Da quelle letture e da quegli scambi nasce, nel 2010, l'idea di un magazine online: «Facevo tutto io, dall'editing al web design». Non un grande successo, all'inizio. Ma Bhaskar insiste, investe i suoi risparmi, stampa un trimestrale («una scelta tattica, quella della carta: ci ha fatto guadagnare visibilità e prestigio») e alla fine, complice il dibattito culturale accesosi attorno a Occupy Wall Street, che «Jacobin» cavalca, il vento cambia.

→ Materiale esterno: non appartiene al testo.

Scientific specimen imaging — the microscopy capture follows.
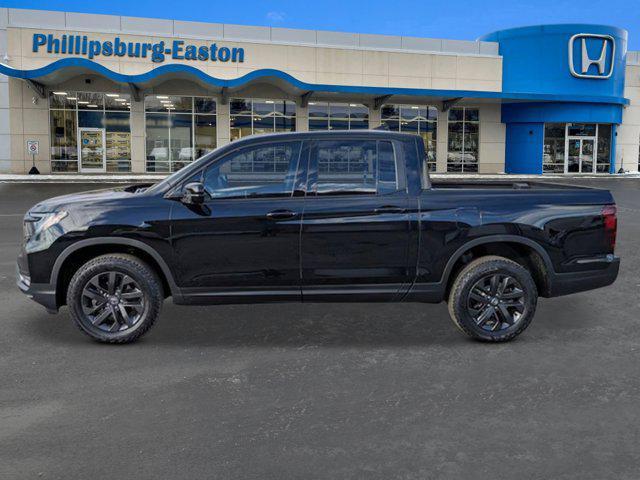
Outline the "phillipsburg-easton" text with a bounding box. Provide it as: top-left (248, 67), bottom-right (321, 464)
top-left (33, 33), bottom-right (244, 63)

Gli abbonamenti crescono (sono oltre tremila oggi) e il sito arriva a 250 mila visitatori unici al mese. Un successo decretato dai millennials.
Ma che cosa spinge la generazione post-ideologica a sfogliare una rivista marxista? «Siamo cresciuti dopo la caduta del Muro, non associamo il socialismo al totalitarismo. E il capitalismo non ci offre più una visione del futuro». La sinistra, secondo Bhaskar, con la sua tendenza alla frammentazione e all'auto-emarginazione, non riesce a costruire un cambiamento politico su quello culturale che attraversa la società: «Anche Occupy, che pure ha avuto il merito di politicizzare parte di una generazione, è un movimento relativamente piccolo e auto-compiaciuto». Radicale ma pragmatico, Sunkara vuole invece parlare a un pubblico più ampio. «Guarda questa doppia pagina — dice aprendo l'ultimo numero, il decimo, di "Jacobin" — sembra "Businessweek"».
La grafica, opera di Remeike Forbes, ventiduenne di origini giamaicane, un diploma alla Rhode Island School of Design, è semplice ed elegante. «Voglio che "Jacobin" sia una rivista mainstream — spiega il suo inventore — non nel contenuto, certo, ma nella confezione. Voglio essere professionale». Sunkara non percepisce uno stipendio, ma paga i suoi autori. «Anche gli stagisti, 15 dollari l'ora», precisa orgoglioso. I progetti in cantiere sono tanti, compresa una serie di libri per la casa editrice Verso. E da pochi giorni addio alle riunioni nei bar: «Jacobin» ha una vera redazione, a pochi passi da qui.